Me pidió que la acompañara y así lo hice, así que me dirigí a Valparaíso con ella con ella, en el camino estuvo callada, pero cuando llegamos allá apenas pisamos el pavimento empezó a hablar, me pregunto si me acordaba de cuando era niño y vivimos 2 años acá.
Si recordaba
porque nos mudamos y la verdad es que era tan pequeño que no lo recordaba.
Tras un momento de silencio me lo dijo, en forma de confesión.
Cuando yo tenía 4 años, no mudamos a “Valpo” indefinidamente, estaba en el colegio y me iba como a cualquier niño con excepción a algo, solía escaparme y nadie sabia donde estaba. Después de un tiempo lo supieron, camino al colegio había una pequeña pero antiquísima gruta, algunos dicen que incluso estaba desde el comienzo de la ciudad.
Según mi madre yo decía que me sentía tranquilo ahí.
Cuando llegamos al lugar, empecé a recordar lentamente, que cada ves que me sentía superado y con mido iba ha ese lugar porque me traía paz, me traía tranquilidad. Era como si esa estatua absorbiera todas mis penas y temores, me sentía seguro como si hubiera sido mi madre la que me abrazaba con cariño.
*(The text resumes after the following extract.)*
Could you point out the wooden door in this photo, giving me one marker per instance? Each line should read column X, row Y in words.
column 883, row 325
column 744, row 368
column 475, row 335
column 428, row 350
Tras platicar con mi madre y comer algo, nos pusimos de buenas, esto es algo que me da mucha alegría. Porque no seguiré separado de mi familia. Sin embargo hay algo aparte que me da mucha tristeza.
Pensar que aquella virgen estaba ahí tan sola y callada, absorbiendo los temores de la gente, siempre aguantando, de seguro sin ningún apoyo que le traiga tranquilidad a esta testigo divina.
El dolor de saber como evitar el daño y no poder hacer que te entiendan, el soportar todo ese peso, toda esa responsabilidad.
Estoy algo cansado, sin embargo recordar esos años de mi infancia, me traen alegría y me hace sentir honrado de haber vivido en una ciudad con semejante historia, con semejante lugar.